Маргарет смотрела в сторону, на полупустой бар.

Глава 3

— Извините, мистер Диксон, у вас не найдется минутки?

Вздрогнув, словно ему выстрелили в спину, Диксон остановился. Он спешил, как всегда после лекции.

— Слушаю, мистер Мики.

Усатый Мики в войну командовал танковым взводом в Анцио, в то время как Диксон не пошел дальше капрала ВВС — и Западной Шотландии. Сегодня Мики караулил возле домика привратника. Диксону всегда казалось, что совесть Мики нечиста; он регулярно строил гипотезы и сам же их отметал. Мики перевел дух.

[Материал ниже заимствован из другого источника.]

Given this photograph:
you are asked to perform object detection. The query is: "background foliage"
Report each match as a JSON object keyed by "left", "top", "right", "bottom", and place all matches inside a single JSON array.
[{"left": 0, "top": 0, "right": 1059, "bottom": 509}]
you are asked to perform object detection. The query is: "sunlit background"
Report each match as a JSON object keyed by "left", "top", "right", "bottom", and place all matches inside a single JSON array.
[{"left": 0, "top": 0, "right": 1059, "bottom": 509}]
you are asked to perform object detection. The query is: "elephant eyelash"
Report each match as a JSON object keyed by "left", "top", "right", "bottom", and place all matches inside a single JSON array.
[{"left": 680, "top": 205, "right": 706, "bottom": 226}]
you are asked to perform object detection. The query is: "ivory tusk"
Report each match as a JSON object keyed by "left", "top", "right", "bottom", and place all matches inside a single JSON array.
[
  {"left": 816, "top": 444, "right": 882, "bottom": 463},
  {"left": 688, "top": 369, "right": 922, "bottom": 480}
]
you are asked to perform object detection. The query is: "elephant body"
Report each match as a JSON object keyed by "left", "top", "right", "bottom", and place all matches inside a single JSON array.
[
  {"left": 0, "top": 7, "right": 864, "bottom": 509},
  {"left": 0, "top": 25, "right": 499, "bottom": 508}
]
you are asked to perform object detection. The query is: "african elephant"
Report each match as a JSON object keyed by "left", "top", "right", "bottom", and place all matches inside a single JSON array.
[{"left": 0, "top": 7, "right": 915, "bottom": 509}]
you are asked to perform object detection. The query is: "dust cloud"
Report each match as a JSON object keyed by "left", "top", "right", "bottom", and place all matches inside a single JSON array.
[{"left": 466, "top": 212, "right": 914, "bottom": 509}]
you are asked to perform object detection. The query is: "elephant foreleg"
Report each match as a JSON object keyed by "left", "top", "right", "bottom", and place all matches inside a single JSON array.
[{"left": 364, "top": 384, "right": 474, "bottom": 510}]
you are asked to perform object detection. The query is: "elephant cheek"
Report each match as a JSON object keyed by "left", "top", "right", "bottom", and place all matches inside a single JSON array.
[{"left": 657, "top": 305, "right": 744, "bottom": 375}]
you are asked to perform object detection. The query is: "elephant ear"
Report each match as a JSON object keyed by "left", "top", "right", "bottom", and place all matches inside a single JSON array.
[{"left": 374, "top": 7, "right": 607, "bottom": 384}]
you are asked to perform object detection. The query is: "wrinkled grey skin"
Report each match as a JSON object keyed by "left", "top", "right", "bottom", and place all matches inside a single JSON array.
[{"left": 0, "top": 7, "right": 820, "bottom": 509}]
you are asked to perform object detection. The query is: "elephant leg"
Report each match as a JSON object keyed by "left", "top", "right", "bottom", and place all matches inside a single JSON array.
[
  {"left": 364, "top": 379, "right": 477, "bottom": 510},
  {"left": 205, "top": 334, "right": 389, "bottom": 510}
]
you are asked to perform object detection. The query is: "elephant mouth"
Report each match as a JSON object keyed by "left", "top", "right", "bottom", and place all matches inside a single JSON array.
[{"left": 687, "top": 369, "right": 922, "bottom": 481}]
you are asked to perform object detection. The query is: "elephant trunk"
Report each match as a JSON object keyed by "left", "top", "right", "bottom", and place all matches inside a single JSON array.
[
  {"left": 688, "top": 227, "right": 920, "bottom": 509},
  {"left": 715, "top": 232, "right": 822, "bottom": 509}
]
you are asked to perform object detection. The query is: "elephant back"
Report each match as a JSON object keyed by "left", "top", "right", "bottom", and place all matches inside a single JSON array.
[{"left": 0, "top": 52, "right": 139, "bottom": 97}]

— Учебный план уже утвержден, сэр?

Глава 4

— Разумеется, музыка такого рода не предназначена для широкой аудитории, — вещал Уэлч, тасуя ноты. — В данном случае удовольствие получают исполнители. У каждого певца — собственная мелодия. Собственная! — повторил он со страстью. — Поистине то был период расцвета полифонии, вершина, так сказать; потом наблюдался только спад, и по сей день наблюдается. Достаточно взглянуть, как расписаны по голосам такие, гм, произведения, как «Вперед, Христово воинство», этот гимн, этот типичный… типичный…

— Нед, мы все с нетерпением ждем, — позвала из-за пианино миссис Уэлч и изобразила медленное педалируемое арпеджио. — Так ведь, друзья?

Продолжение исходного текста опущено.